For the small projects and DIYers, HERC Equipment sells Hitachi and John Deere generators,  Grant industrial grade shovels and rakes, Superior safety work gloves, Erie contractor wheelbarrows, Husky magnetic tape measures, as well as Husqvarna hedge trimmers, chainsaws, and leaf blowers. The company is an authorized Husqvarna sales and service centre.

Leveraging its new location near major highways and its large physical expanse to bring new equipment on-site for rental sales, HERC Equipment is seeking out new opportunities. “When we see one with potential we go after it,” emphasizes Rapino. “If the others won’t rent it, we will.” That can-do approach is exemplified by the deal that Hamilton Equipment recently inked with Hammer (headquartered in Italy) to be its North American dealership for its heavy crushers, pulverizers and shears. “Hammer’s DH series of crushers offer hydraulic rotation,” notes Rapino. An integrated hydraulic system allows the crusher’s 360 degrees of continuous rotation in both directions in order to get a quick placement of the claws in nearly any working condition.

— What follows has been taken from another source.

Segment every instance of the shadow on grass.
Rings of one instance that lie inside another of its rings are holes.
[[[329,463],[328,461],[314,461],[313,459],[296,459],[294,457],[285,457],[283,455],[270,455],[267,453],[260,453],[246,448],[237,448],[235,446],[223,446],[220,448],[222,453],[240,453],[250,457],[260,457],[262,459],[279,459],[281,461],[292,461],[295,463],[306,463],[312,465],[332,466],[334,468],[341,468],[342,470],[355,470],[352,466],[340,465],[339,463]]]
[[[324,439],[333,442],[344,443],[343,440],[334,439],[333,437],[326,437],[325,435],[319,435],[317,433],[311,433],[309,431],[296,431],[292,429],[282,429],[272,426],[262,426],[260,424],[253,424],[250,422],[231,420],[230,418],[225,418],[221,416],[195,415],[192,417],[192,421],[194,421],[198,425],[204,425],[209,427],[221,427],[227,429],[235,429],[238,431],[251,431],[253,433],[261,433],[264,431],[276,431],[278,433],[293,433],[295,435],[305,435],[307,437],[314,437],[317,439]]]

As for the claws of the Goliath, in its statement of claim filed in Federal Court in Toronto in March, Hertz System Inc. asked for a court order barring HERC Equipment from using the HERC name. It also wants compensation for profits lost because of “market confusion” creating by the local firm.

Hertz, which didn’t put a dollar figure to the claim, says it has an affiliated American company called Hertz Equipment Rental Corporation and has been using the moniker HERC since the mid-1990s. Hertz also alleges the Hamilton company’s use of the HERC name “was done with the express purpose of trading on the significant goodwill in the HERC Trademarks and to trade on the plaintiff’s business reputation in Canada.”

In its statement of defence, HERC Equipment said it acquired the HERC name in 2000 when it purchased a Hamilton equipment rental business that had been using the name, among others, since the 1970s. Further, the company specifically denies “that its adoption and use of the HERC trademarks in association with its equipment rental business … was made with any intention of trading on any goodwill” associated with Hertz. In its counterclaim, HERC Equipment asked for punitive and special damages for the damage it alleges it has suffered in light of the suit.

“By reason of their conduct, the plaintiff’s have traded on the defendant’s goodwill and reputation, and have deceived and misled the Canadian public as to the source of their business and services,” HERC says in its counterclaim.

“We are prominent in our area with loads of resources at our disposal,” nods Rapino, opining that in his view, few know who Hertz Rental is. “Ask any supplier here who HERC is and they will point to us.” For her part, Jagdeo says the strain of the suit has been a major distraction from trying to run her thriving enterprise. “This has really been a struggle,” she sighs with frustration. “I’m trying to stay focused and operate my business, but I have to stay in this fight to the end.”

For the HERC Equipment team, it remains very much business as usual and the sales force has boots on the ground across Canada to capture ever more customers and markets. Asked what he thinks the consequences might be if his company lost the name game, Rapino shrugs off the notion. “I don’t foresee defeat,” he says with confidence. “The case is now under discussion by the lawyers. If it goes to court, it could be tied up in litigation for years. Is this a thorn in our side? No. Is it a nuisance? Yes.”